According to the WHO, people can catch COVID-19 from others who have the virus. The disease can spread from person to person through small droplets from the nose or mouth. (File/AFP)

RIYADH (RAHNUMA): The coronavirus disease (COVID-19) pandemic has brought about a seismic shift in the daily lives of people around the world.

Lockdowns, self-isolation, and social distancing will be spoken about for generations to come once the global health crisis is over.

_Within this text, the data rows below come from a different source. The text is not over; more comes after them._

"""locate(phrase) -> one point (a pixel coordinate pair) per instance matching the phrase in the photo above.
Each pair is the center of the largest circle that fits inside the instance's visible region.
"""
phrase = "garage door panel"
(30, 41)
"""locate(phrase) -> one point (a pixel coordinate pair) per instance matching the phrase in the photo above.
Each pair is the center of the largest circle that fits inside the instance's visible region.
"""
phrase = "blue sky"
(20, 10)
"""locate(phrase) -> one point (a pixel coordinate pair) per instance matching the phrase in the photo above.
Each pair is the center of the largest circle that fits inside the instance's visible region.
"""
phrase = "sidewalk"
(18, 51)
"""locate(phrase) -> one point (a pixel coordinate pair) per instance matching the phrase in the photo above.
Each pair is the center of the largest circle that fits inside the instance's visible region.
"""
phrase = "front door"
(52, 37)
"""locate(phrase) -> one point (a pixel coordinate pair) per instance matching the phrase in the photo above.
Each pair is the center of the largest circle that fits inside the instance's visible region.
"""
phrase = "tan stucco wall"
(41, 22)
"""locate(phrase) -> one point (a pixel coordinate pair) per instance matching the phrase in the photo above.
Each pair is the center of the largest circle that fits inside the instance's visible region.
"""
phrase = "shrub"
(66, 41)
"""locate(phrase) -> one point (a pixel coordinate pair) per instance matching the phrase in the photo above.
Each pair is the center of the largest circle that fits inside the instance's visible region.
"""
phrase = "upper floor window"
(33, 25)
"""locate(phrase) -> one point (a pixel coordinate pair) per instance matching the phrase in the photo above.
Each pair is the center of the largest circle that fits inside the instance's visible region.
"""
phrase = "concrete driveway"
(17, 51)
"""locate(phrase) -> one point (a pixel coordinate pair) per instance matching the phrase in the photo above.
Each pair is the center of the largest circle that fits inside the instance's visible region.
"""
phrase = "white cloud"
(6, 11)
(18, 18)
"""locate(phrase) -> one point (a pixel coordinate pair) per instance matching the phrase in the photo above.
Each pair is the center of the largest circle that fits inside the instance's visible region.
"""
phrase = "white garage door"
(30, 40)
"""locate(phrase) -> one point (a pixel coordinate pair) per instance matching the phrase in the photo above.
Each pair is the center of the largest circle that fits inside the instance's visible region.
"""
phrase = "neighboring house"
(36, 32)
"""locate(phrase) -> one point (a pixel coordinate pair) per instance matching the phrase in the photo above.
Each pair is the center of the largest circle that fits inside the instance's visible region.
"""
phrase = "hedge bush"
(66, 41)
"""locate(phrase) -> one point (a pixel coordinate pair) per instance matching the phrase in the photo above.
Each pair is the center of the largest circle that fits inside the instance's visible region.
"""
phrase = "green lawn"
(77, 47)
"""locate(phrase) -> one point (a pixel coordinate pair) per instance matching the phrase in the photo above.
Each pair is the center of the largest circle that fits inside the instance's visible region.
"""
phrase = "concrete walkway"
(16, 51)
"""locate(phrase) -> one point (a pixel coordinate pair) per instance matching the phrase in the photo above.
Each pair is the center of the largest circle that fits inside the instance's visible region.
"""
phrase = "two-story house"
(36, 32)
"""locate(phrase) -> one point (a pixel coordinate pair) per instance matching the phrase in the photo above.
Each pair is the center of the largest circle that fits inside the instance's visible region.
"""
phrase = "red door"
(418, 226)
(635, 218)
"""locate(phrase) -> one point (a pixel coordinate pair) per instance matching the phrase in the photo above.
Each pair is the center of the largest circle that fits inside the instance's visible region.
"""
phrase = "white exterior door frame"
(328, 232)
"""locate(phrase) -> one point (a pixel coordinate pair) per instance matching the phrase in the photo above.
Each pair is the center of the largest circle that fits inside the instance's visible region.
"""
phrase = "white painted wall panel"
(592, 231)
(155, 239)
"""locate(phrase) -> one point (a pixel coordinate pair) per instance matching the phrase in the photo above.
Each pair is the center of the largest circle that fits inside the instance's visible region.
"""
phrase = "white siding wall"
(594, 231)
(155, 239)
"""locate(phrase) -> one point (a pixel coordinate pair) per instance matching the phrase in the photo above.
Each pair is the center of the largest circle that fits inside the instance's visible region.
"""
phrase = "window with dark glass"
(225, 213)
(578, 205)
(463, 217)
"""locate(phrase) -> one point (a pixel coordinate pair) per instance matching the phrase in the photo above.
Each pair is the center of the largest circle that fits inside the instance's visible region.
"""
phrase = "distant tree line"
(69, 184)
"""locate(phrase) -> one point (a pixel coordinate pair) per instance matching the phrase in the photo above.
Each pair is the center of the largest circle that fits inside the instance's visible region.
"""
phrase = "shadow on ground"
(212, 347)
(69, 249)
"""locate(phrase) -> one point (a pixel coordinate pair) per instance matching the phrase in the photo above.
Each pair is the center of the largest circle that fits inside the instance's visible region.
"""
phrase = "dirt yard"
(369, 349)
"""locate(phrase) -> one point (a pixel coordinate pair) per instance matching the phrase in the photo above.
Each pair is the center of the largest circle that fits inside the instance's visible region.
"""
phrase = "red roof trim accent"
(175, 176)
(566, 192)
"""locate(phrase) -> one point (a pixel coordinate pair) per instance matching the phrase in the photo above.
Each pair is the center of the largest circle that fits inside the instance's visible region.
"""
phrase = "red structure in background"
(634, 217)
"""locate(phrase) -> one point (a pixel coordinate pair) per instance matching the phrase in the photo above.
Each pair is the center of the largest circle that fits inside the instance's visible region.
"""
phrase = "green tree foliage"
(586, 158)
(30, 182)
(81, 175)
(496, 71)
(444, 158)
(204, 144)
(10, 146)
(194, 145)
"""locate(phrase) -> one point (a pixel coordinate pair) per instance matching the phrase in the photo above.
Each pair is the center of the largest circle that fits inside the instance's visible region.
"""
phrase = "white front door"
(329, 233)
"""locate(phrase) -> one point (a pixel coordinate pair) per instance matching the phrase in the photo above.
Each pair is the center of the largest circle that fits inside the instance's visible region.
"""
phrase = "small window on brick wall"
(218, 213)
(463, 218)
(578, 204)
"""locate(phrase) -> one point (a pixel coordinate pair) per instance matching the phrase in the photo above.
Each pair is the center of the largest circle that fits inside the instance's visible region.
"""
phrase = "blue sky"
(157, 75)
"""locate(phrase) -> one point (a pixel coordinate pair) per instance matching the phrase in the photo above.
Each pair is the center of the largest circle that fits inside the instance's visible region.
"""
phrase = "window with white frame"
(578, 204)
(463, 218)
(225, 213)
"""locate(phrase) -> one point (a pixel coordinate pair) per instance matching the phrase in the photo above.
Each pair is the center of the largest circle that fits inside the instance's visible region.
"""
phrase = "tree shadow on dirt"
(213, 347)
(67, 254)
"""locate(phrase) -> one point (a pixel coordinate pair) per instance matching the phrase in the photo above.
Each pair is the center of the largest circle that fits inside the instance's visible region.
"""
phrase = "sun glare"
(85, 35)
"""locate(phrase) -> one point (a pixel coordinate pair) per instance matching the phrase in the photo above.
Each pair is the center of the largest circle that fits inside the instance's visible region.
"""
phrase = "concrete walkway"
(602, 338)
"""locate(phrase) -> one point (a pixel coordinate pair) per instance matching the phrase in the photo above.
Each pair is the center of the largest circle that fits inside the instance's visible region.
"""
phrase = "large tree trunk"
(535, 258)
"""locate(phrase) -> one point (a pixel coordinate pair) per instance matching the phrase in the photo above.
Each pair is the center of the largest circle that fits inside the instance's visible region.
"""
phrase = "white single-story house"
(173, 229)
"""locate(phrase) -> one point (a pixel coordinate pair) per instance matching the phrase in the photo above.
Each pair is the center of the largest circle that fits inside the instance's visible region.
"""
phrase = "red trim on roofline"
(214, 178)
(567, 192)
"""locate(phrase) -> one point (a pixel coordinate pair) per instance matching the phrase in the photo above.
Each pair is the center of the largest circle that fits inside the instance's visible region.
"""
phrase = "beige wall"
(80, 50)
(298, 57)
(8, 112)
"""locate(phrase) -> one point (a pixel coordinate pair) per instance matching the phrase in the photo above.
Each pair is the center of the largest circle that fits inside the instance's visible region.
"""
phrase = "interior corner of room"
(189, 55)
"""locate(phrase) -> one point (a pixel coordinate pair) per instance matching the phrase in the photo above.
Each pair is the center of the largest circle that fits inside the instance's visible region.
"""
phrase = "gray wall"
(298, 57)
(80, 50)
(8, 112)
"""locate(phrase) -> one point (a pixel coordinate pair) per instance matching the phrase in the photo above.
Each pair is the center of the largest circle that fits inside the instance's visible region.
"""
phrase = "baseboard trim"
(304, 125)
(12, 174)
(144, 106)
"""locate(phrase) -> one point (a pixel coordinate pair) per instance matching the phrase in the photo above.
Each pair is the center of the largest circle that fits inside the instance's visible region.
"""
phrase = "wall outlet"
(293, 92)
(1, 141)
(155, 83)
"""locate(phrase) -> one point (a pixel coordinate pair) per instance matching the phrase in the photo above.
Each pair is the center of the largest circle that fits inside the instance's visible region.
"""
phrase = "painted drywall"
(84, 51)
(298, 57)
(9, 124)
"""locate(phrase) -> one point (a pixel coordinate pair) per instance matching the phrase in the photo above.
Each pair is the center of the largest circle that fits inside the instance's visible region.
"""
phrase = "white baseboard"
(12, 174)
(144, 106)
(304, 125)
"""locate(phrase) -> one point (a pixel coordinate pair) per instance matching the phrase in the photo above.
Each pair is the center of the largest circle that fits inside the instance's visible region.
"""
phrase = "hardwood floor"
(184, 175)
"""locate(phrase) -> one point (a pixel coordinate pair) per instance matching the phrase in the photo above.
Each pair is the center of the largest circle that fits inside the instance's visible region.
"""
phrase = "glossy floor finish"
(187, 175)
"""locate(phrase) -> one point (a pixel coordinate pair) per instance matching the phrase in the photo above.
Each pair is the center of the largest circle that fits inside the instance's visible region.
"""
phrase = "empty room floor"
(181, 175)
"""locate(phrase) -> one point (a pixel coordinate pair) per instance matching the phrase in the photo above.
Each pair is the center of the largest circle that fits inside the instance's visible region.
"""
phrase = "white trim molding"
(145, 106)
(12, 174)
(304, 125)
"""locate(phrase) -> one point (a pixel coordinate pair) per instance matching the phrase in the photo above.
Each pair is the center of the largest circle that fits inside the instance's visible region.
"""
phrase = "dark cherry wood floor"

And many lessons will have been learned as the world steadily comes to terms with forced changes to everyday routines, both at work and at home, as a result of the deadly COVID-19 outbreak.

Fahd Mohammad, a 31-year-old Pakistani expat who is currently quarantined with his family, told Arab News that the virus had changed his perspective on life.

“We have a new understanding of what is important and what is not. We need to be more prepared about sudden big changes in life, save more, and build our own health in a way that it can fight such challenges,” he said.

Hafsa Khalid, a teacher who lives in Jeddah, said the pandemic had impacted on her job. “Being an educator, this pandemic has brought a major change in my way of teaching and how I have to associate it with my lessons while giving online classes.

“This includes everything from simple concepts, such as why hygiene matters and how germs spread, to more complex topics like ethical decision-making, the science behind how viral infections work, or the mathematics underpinning pandemics,” she added.

“I am finding ways to help the kids I teach to rise above the noise with unique, thoughtful lessons. I have become more careful and observant in my everyday lifestyle and routine.”

Khalid said that some of the habits she wanted to keep after the crisis was over included praying, meditating, reading, creating, and spending quality time with family.

Rooftop family gatherings and workouts have helped to maintain her sanity and relieve her anxiety during the lockdown, she added. “Fresh air and starry nights work wonders.”

Aya Karim, a 24-year-old Saudi university student, said that in the grand scheme of things she had developed some beneficial habits, including time management.

“On a smaller scale due to the coronavirus, I have learned how to spend time at home and time management. It has also turned me into a germaphobe, and I find myself going out of my way to be cautious. I like to think that I will sustain these habits,” she added.

The COVID-19 outbreak had also afforded her time to explore the world of fitness and she hoped that global lessons will have been learned about how to combat any future pandemics. “Not just the coronavirus but anything else — the precautions and the general course of action.”

Cricket coach Hasnat Ahmed, 31, said it had been a struggle to move his field activities to online platforms.

“From a proactive sports coach on the field to day-to-day life at a standstill, the coronavirus has drastically changed my world — there is no room for sport as we know it. The usual structure has totally changed from conducting physical sports sessions to adapting to virtual sessions,” Ahmed added.

Deema Al-Sehli, a project design manager, said: “I have learned to enjoy simple pleasures such as an ice cream cone while watching my favorite series.”

Meanwhile, Nasser Al-Shalhoub, a Riyadh-based financial analyst, said people should learn “to seize the moment, live life to the full, look forward to the future and never look back.”

Banker, Aliah Abudhear, pointed out that quarantine would help many people to appreciate that health and parents were “an invaluable blessing.”

She said that living through the pandemic would also help encourage financial prudence. “During this crisis, we have discovered that we always spent on accessories, not necessities, so we have to have a long-term savings plan.”